[antlr-interest] how to skip/read next n Characters (n is read form input)

Wed Nov 14 12:53:00 PST 2012

Hi,
finally I got a (Kindle-)copy of the ANTLR reference and read some 
chapters.
The cited example generates NullPointerExceptions:

Looking through the generated code I realized that 'b' is translated in 
Java to a List b_list = null;
b_list is never initialized to be a valid object. (no b_list = new 
ArrayList(); anywhere in the readNchars method)

This issue I fixed manually in the generated code...

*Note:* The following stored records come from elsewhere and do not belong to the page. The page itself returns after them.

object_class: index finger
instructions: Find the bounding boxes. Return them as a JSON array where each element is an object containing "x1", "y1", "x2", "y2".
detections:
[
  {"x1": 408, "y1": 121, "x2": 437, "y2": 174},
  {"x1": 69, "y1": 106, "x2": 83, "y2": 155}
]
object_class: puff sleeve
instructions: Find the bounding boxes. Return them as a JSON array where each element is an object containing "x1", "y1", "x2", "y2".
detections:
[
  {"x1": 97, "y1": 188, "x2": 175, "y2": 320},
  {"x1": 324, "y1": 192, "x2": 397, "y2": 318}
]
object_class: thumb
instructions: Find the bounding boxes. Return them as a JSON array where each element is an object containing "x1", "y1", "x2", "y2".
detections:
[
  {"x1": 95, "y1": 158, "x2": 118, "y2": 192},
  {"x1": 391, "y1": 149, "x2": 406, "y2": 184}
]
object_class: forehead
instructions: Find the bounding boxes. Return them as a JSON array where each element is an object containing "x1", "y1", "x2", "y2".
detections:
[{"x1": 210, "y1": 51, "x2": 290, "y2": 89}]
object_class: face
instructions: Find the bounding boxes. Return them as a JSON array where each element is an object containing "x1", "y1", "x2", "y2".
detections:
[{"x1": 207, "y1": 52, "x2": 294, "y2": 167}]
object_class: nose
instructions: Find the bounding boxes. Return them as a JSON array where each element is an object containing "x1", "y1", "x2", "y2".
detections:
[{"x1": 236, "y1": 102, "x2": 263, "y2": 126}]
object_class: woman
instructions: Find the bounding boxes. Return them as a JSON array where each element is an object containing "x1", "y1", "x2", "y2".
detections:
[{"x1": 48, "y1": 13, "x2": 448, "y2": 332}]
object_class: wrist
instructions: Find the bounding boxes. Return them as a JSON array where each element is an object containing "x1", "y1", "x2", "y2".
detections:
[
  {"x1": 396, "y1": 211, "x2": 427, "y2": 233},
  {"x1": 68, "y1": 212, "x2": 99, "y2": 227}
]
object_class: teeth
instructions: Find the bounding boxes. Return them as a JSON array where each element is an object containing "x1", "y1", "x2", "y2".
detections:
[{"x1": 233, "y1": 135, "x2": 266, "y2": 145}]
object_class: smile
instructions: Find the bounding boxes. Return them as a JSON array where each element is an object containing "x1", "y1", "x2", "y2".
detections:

The second issue came up during runtime: an EarlyExitException is 
thrown.
According to the reference is occurs if "The recognizer did not match 
anything for a (..)+ loop."
This is (at least for me) quite odd. Since I also tried to match 
(b+=.)+ as well as (b+=CHAR)+

Best regards
Thomas

Am 2012-11-02 13:51, schrieb cd.barth at t-online.de:
> Thomas, I would use validating semantic predicate
>
> readNchars
> : NUM
>   (b+=CHAR)+ {$b.size()<=Integer.parseInt($NUM.text)}?
> ;
>
> The idea is from Ter's book The Definitive ANTLR Reference (ANTLR v3)
>
> Gruß Claus-Dieter
>
>
> -----Ursprüngliche Nachricht-----
> Von: Juancarlo Añez [mailto:apalala at gmail.com]
> Gesendet: Donnerstag, 1. November 2012 02:20
> An: Thomas Ruschival
> Cc: antlr-interest at antlr.org
> Betreff: Re: [antlr-interest] how to skip/read next n Characters (n
> is read form input)
>
> Thomas,
>
> ANTLR may be overkill or inadequate for what you're doing.
>
> I think you'd be better of with a program with a main loop that
> dispatches to different functions based on the escape code. Each
> function can affect the input position, or do anything else it
> pleases. It would be a handcrafted state machine.
>
> You can do this in Python or any of the friendly languages.
>
> Cheers,
>
> -- Juancarlo
>
> On Wed, Oct 31, 2012 at 12:17 PM, Thomas Ruschival
> <thomas at ruschival.de>wrote:
>
>> I am a humble EE with little grammar experience, please forgive my
>> ignorance and give me a hint how professionals would do the trick.
>>
>> I came up with a grammar for detecting commands "escape-sequences" 
>> in
>> a input text (for a UnifiedPOS printer) that reads numbers and 
>> boolean
>> argumets for escape sequence commands from the input stream.
>> I can read numeric arguments and use them as function parameters,
>> which function to be called is parsed correctly.
>> For instance "ESC|#rF" means "print feed revers # lines"
>>
>> The question is how to treat "ESC|#E" which means "send the next #
>> bytes untreated to the pinter" in other words:
>>
>> How can I use a number N that I detected on the input stream to read
>> and consume the next N characters 'un-lexed' and 'un-parsed' as
>> string/byte array?
>>
>> I was thinking using something like this in a parse action using the
>> 'input' member of the parser:
>>
>> for (int i=0; i<N; i++){
>>         output.append(input.LA(1));
>>         input.consume();
>> }
>>
>> But it doesn't seem very professional to me. Furthermore this gives 
>> me
>> tokens and not plain bytes....
>> Can you give me a hint?
>>
>> Thanks in advance
>> Thomas
>>
>> List: http://www.antlr.org/mailman/listinfo/antlr-interest
>> Unsubscribe:
>> 
>> http://www.antlr.org/mailman/options/antlr-interest/your-email-address
>>
>
>
>
> --
> Juancarlo *Añez*